À la surprise générale, la récession s'est accompagnée d'une hausse importante du coût de la vie. Même avec l'indice officiel d'inflation stabilisé autour de 3,5 à 4 % par an, la forte dévaluation du réal par rapport au dollar et le déplacement de l'offre alimentaire vers le marché extérieur ont entraîné une hausse des prix des composants du panier de base de alimentaire à des niveaux de pourcentage à deux chiffres, érodant considérablement le pouvoir d'achat effectif déjà affaibli des familles.
Contrairement à ce que laissent entendre les prêtres de l'ordre, qui prédisent année après année une reprise de la croissance qui n'aura jamais lieu, la récession de l'économie brésilienne est profonde et n'a pas de date de fin. Tant que la crise sanitaire mondiale n'est pas surmontée, ce qui, selon le scénario de base du FMI, ne devrait survenir qu'à la fin de 2022, il n'y a pas de possibilité d'une reprise un peu plus durable de la croissance de l'économie mondiale.3
Mais même après la fin de la pandémie, la reprise de l'économie brésilienne ne sera pas garantie. La crise actuelle n'est pas une continuité linéaire de la stagnation qui s'éternise depuis 2015, mais sa métastase dans une crise structurelle qui remet en cause la stabilité même du modèle économique.

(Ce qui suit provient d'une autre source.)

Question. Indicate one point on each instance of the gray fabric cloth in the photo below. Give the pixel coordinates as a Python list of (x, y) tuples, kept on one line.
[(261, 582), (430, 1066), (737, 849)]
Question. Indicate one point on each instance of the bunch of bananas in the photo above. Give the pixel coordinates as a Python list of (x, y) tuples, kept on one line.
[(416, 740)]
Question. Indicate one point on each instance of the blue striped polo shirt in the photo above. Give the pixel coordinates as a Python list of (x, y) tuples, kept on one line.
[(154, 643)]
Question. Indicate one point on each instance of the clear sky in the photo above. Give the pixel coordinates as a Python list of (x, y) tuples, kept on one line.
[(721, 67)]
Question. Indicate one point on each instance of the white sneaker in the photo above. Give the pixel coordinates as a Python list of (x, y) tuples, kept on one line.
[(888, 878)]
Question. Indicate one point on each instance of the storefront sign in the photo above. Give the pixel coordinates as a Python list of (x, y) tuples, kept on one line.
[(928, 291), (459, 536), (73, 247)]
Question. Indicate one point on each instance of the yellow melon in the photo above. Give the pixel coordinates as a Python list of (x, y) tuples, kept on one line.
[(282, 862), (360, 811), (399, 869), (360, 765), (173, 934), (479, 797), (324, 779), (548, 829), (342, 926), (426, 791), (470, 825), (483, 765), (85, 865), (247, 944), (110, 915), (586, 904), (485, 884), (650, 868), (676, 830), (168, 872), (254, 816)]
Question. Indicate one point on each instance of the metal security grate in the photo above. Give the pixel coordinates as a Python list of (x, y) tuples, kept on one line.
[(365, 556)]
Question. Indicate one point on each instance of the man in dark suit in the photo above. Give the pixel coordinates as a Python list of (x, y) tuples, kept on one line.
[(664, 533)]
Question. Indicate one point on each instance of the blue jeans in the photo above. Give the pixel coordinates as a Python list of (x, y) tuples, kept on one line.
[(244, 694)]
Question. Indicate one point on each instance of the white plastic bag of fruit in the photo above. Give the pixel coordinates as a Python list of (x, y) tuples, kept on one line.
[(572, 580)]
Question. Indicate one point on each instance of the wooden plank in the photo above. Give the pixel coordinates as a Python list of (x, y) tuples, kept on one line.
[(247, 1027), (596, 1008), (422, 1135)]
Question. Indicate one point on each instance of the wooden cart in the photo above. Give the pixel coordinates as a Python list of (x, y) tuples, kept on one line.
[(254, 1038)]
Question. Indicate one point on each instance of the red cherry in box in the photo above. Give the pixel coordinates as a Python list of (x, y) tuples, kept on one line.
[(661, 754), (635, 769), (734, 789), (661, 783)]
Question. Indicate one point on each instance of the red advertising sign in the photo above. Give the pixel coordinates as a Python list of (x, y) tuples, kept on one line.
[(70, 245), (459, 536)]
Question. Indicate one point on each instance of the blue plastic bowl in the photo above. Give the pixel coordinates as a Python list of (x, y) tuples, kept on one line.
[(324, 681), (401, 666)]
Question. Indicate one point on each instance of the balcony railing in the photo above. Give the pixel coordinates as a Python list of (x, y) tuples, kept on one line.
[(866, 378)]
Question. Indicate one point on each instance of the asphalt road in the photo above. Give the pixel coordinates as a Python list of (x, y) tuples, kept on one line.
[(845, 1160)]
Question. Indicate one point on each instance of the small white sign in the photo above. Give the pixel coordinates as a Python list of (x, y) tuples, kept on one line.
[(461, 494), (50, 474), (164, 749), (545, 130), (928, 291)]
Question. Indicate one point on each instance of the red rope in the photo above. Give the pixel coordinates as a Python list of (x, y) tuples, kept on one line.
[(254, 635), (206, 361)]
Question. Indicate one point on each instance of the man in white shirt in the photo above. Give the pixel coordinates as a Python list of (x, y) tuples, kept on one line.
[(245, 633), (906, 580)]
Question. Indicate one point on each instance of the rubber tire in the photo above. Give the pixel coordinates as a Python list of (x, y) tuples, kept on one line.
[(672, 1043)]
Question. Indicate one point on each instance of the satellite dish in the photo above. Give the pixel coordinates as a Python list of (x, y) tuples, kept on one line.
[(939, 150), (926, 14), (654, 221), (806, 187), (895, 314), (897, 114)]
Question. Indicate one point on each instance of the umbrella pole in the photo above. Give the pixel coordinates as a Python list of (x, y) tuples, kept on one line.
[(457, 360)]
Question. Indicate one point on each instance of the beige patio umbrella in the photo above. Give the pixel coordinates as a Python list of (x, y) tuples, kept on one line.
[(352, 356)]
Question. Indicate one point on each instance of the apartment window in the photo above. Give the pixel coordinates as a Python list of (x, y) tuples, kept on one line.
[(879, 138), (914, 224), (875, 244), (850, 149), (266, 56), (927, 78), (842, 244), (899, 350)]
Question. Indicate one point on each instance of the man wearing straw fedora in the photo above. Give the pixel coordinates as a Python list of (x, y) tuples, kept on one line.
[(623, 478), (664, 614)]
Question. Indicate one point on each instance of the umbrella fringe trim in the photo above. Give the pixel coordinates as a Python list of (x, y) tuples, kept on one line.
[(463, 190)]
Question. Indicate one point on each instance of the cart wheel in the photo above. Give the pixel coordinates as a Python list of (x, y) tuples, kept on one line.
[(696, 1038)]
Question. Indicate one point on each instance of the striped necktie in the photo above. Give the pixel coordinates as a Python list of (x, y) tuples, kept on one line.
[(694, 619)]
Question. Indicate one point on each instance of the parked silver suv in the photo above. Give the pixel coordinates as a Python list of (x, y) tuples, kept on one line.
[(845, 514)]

L'énorme déséquilibre des finances publiques et la vulnérabilité croissante du secteur extérieur remettent en cause les hypothèses macroéconomiques du régime de ciblage de l'inflation et d'austérité budgétaire qui guident la politique économique. L'approfondissement de la crise sociale renforce le risque d'une rébellion des classes subordonnées. Malheureusement, rien de tout cela n'a fait l'objet du débat électoral.
L'aggravation des crises sanitaire, économique et sociale met en perspective une forte intensification de la lutte des classes. C'est ce que nous avons vu la semaine dernière, par exemple, au Guatemala et en Inde, où les travailleurs ont organisé des manifestations sans précédent contre l'ajustement néolibéral. Soutenir les luttes de résistance contre l'offensive du capital contre le travail, débattre de l'urgence d'un projet d'offensive du travail contre le capital et construire des organisations révolutionnaires à la hauteur des défis historiques sont les tâches fondamentales du moment suivant.
* Plinio de Arruda Sampaio Jr. est professeur à la retraite à l'Institute of Economics d'Unicamp. Auteur, entre autres livres, de Entre nation et barbarie – les dilemmes du capitalisme dépendant (Voix).